Como si mis bolas no me odiaran lo suficiente, mi voz sube una


octava.

—No hagas eso. Luke está viniendo. Y si las quitas, me importa una
mierda que mi mejor amigo esté viviendo después de tener su corazón
pisoteado esta noche por su ex.

—Ayyy. Ah nooo. —Saca sus bragas y yo lloriqueo. Sonriendo, ella


pregunta—: ¿Qué pasó?

—Esas malditas bragas pasaron.

Inclinando la cabeza y con la mano en la cadera, ella sonríe. Tan


jodidamente sexy.
—Me refería a qué le pasó a Luke.

Oh.

—Larga historia, pero él quiere pasar y no sé, consuelo o algo así. Una
vez que abrimos la inundación personal, hemos sido unos coños maricas
desde entonces.

—Mostrar emociones no te hace un marica, y ¿pensé que te gustaba


el coño?

—Comerlo. Follarlo. Hacer que se corra. Hacerle el amor. Toma tu


elección, pero actuar como uno no es atractivo.

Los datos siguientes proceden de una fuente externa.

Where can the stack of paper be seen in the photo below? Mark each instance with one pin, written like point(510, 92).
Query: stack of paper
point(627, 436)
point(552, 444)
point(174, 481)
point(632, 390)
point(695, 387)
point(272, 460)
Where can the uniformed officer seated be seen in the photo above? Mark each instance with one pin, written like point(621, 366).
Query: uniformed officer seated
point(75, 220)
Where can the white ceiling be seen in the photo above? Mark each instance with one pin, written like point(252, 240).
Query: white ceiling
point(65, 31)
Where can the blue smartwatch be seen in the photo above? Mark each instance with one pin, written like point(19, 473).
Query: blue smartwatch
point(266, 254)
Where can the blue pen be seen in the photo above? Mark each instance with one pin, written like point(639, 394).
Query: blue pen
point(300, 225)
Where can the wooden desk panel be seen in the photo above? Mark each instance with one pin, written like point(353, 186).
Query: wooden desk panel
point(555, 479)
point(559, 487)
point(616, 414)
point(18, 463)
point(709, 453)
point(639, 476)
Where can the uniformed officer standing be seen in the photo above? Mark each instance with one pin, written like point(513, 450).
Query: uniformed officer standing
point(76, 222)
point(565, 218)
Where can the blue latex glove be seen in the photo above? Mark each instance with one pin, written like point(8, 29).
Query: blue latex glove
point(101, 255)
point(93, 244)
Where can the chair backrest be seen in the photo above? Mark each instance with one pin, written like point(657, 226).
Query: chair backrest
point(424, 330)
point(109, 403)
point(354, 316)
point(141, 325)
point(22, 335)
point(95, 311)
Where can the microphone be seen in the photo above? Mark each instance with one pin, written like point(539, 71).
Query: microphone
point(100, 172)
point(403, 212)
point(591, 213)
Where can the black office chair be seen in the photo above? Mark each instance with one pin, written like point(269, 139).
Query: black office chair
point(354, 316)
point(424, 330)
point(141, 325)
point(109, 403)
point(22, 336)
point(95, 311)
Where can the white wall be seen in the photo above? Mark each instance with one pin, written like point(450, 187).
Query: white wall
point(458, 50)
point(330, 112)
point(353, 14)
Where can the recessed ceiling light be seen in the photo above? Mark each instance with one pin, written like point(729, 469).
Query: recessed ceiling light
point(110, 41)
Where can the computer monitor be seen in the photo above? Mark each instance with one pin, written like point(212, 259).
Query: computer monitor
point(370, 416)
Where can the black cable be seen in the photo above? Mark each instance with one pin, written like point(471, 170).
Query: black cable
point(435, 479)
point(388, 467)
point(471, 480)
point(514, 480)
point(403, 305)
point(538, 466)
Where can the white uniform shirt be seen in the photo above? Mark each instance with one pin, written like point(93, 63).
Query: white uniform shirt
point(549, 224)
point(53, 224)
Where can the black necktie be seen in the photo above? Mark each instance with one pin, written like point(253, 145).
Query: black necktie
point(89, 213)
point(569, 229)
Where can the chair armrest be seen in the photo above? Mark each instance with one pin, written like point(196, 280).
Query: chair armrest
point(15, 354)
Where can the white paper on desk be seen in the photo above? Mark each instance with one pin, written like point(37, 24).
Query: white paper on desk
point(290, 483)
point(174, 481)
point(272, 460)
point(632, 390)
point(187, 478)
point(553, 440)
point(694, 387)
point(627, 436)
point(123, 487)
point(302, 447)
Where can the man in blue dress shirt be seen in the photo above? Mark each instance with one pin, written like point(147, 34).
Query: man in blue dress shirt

Ella pone los ojos en blanco.

—Deshazte de esa erección y yo me vestiré.

Mientras me pongo los pantalones, le pregunto:

—¿Seguro que está bien que él pase?

Como si fuera la pregunta más ridícula, dice:

—Por supuesto. Estas siendo un buen amigo. Voy a tomar un baño.


Podemos retomarlo donde lo dejamos más tarde esta noche.

—¿Con los zapatos?

—Es por eso que los compre. Les daré a los dos charlatanes algo de
privacidad. —Sacude su trasero y entra el baño.

Luke llega poco después de que me visto y agarro dos cervezas de la


nevera. Le doy una cuando respondo a la puerta y entro a la sala de estar
con él. Sentándome, me pongo cómodo en el sofá. Él toma la silla y dice:

—No puedo entenderla.

—No creo que ella sepa lo que quiere.

Tomando un largo trago de la botella, se inclina hacia atrás.

—¿Dejo que se vaya?


—No lo sé, hombre. ¿Cómo te siente por ella? —Termino la mitad de la
cerveza mientras nos hundimos hasta las rodillas en sus emociones.

Él no duda.

—La amo.

—Allí tienes tu respuesta.

Bajando la botella, levanta la mirada, y luego frota sus manos sobre su


rostro.

—No creo que se supondría que esto sería difícil.

Sigo la dirección que está mirando y detecta el bolso de Reese.

—Si quieres que sea, difícil o no, lo será.

—Nuestro tiempo ha pasado. Nuestras vidas están fuera de sintonía.

—¿Crees que se casará con él?

—Quiero decir que no, pero no estoy seguro si ese es mi ego o el


instinto hablando.

Sonrío.

—Probablemente tu ego, conociéndote.

—Sip. Probablemente.

Me pongo de pie, coloco la botella en la mesa de café y abro mis


brazos.

Su rostro se arruga mientras me mira con un leve horror. Es como me


siento, así que lo entiendo.

—¿Qué estás haciendo?

—Vamos a abrazarnos.

—No. Siéntate como la mierda.

Manteniéndome fuerte, digo:


—Nop. Vamos a hacer esto y sacarlo del camino así nunca tendremos
que hacerlo de nuevo.

—¿Qué demonios estás fumando?

—Estoy siendo muy serio. Ven. Mis brazos se están cansando.

El niega con la cabeza. Murmura en voz baja. Pretende irse. Pero


regresa y me abraza. Nos mantenemos apretados y asegurando el
golpearnos el uno al otro en la espalda antes de alejarnos. Luke parece
confundido.

—Mierda, eso en realidad me hizo sentir un poco mejor. Tal vez las
chicas tengan razón.

Me rio.

—Si te hizo sentir mejor o no, me hizo sentir peor. Nunca más ¿de
acuerdo?

Riendo, asiente.

—De acuerdo. Y en ese sentido, estoy bien.

—¿Entonces el drama de Jane sigue vivo?

—No. Creo es hora de que siga adelante.

Mientras caminamos hacia la puerta, advierto:

—Pero no más Jenna, Jackie o Jennifer.

—Amigo, si saco a las Jennifer del juego, eso no dejará mucho.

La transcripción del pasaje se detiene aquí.